For a decade, Linux containers (Docker) have been the undisputed king of cloud-native computing. They solved the "works on my machine" problem by bundling the application and its dependencies into a single image. But as we move workloads to the edge and demand sub-millisecond cold starts, the container model is starting to show its weight. Enter WebAssembly (Wasm).

The Weight of the OS

A typical Docker container, even an Alpine-based one, brings a significant chunk of a Linux operating system with it. This includes core libraries, a package manager, and a file system hierarchy. When you spin up a container, the host kernel must allocate namespaces, cgroups, and network interfaces. This overhead is trivial for long-running web servers, but it's a massive bottleneck for serverless functions that need to execute and die in milliseconds.

The Wasm Alternative

WebAssembly takes a radically different approach. Instead of virtualizing the OS, Wasm provides a lightweight, sandboxed execution environment. A Wasm module doesn't contain an OS; it contains pure, compiled logic. It relies on the WebAssembly System Interface (WASI) to securely negotiate with the host for system resources.

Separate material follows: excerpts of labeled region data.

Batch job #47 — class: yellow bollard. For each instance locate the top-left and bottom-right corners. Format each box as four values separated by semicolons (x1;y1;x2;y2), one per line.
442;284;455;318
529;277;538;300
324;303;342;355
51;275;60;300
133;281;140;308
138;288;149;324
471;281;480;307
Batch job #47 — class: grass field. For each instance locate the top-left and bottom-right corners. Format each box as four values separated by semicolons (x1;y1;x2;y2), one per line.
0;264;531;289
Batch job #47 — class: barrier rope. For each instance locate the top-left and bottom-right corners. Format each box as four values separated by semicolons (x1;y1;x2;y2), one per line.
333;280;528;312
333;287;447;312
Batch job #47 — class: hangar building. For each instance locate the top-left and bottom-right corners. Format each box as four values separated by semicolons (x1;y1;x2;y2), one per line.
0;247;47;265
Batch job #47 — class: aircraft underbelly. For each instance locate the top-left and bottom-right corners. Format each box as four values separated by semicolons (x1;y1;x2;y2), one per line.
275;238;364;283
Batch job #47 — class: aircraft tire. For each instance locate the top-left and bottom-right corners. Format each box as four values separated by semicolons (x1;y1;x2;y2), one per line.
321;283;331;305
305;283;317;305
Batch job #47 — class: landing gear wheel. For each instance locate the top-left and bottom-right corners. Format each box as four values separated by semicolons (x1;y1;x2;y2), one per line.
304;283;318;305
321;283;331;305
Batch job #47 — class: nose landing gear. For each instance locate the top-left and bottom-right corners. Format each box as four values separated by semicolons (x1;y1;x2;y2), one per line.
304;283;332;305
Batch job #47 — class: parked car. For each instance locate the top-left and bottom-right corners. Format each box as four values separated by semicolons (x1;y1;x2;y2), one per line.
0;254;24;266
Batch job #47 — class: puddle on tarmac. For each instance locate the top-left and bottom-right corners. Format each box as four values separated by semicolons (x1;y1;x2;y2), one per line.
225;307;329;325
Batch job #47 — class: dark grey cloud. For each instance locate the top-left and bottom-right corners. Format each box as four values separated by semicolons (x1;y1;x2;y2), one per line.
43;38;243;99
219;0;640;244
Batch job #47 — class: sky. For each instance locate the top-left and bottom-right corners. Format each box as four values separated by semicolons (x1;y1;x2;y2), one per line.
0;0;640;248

Feature Docker Containers WebAssembly (Wasm)
Cold Start Time 100ms - 2000ms 1ms - 5ms
Image Size 10MB - 1GB+ 100KB - 2MB
Security Model Linux Namespaces (Root risks) Capability-based (Default deny)
Portability Requires Linux Host / VM OS and CPU Architecture Agnostic

Security: The Default Deny Model

From a security perspective, Wasm is vastly superior. If a vulnerability is found in a Node.js Docker container, an attacker can often spawn a shell (/bin/sh) and begin moving laterally. In Wasm, there is no shell. By default, a Wasm module cannot even read the system clock, let alone access the network or filesystem, unless explicitly granted those capabilities at startup.

IS DOCKER DEAD?

No. Docker remains the best choice for legacy applications, massive databases, and monolithic systems that rely heavily on native Linux features. Wasm is replacing Docker specifically in the realms of Serverless, Edge Computing, and secure plugin architectures.

Conclusion

Solomon Hykes, the creator of Docker, famously stated that if Wasm and WASI existed in 2008, he wouldn't have needed to create Docker. As tooling matures, we expect to see orchestrators like Kubernetes natively scheduling Wasm workloads right alongside traditional containers, allowing architects to choose the right tool for the specific job.